EBAY!!!!!!! i picked a replacement screen for a dell for $30.00 USD just get the screen part number and search it


----------



## marcincan (Apr 21, 2010)

what kind of laptop is it ?


----------



## kelly528 (Apr 21, 2010)

Its a Toshiba Tecra A8. I called some stores that said I would have to replace the whole monitor but at Haney Computer Repair the guy said that make and model didn't matter as he could easily replace the 'screen' part without ripping off the whole monitor section.


----------



## eternity302 (Apr 22, 2010)

3 Years home internet with Telus, get a free HP Laptop for free =) just an idea!


----------



## Diztrbd1 (Apr 21, 2010)

if the backlight is bad then you don't need a new screen(unless you see that it is noticeably damaged in anyway)..if it's just dim, you probably just need a new backlight inverter which can probably be found on EBAY for less than $100. And yes the computer places are a @#$% joke!


----------



## kelly528 (Apr 21, 2010)

JEEZUS! THANK YOU diztrbd! I was looking online and what I found was that I simply needed the backlight replaced! Then these freaking computer guys laugh their butts off when I ask if I can order a replacement backlight from them and tell me to spend $500 at their store!

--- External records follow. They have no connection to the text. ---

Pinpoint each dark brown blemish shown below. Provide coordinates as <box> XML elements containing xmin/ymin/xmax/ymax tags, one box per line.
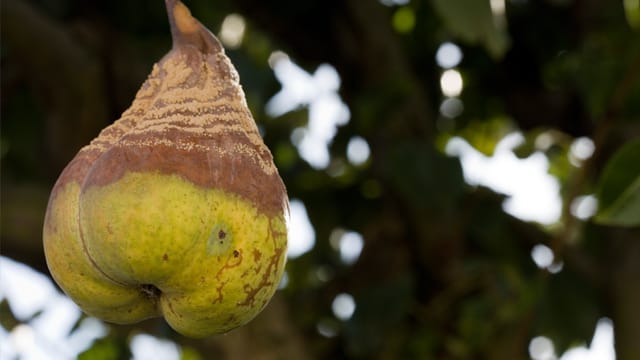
<box><xmin>218</xmin><ymin>230</ymin><xmax>226</xmax><ymax>239</ymax></box>
<box><xmin>162</xmin><ymin>253</ymin><xmax>169</xmax><ymax>261</ymax></box>
<box><xmin>233</xmin><ymin>249</ymin><xmax>240</xmax><ymax>258</ymax></box>
<box><xmin>140</xmin><ymin>284</ymin><xmax>162</xmax><ymax>301</ymax></box>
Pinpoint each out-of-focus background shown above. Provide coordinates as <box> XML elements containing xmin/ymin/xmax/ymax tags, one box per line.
<box><xmin>1</xmin><ymin>0</ymin><xmax>639</xmax><ymax>359</ymax></box>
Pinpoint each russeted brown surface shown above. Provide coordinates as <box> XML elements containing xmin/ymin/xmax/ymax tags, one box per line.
<box><xmin>51</xmin><ymin>2</ymin><xmax>286</xmax><ymax>216</ymax></box>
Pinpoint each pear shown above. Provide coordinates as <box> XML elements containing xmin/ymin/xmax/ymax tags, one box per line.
<box><xmin>43</xmin><ymin>0</ymin><xmax>288</xmax><ymax>338</ymax></box>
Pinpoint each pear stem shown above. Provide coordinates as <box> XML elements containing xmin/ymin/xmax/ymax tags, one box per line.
<box><xmin>164</xmin><ymin>0</ymin><xmax>179</xmax><ymax>43</ymax></box>
<box><xmin>164</xmin><ymin>0</ymin><xmax>222</xmax><ymax>54</ymax></box>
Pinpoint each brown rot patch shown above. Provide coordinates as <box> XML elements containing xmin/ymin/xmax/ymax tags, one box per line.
<box><xmin>218</xmin><ymin>230</ymin><xmax>226</xmax><ymax>239</ymax></box>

I think I will buy an external HD, back my stuff up and start playing doctor on my computer. Whats the worst that could happen 

So just to confirm, since the screen is just really dim it's probably my backlight inverter thats broken?

Also, does it matter what brand of backlight inverter I buy? Do I need a toshiba one?


----------



## neven (May 15, 2010)

what you need is a backlight inverter compatible with your model, when it comes to manufactured computers, connectors and even circuitry become proprietary. You may be able to find kits to make it work, it just takes some google research 

With a desktop, i had to remove 3 hard drive bays, cut a hole in the bottom of my tower and raise it up 2 inches to fit a new motherboard that was the standard my pc advertised as (BTX)


----------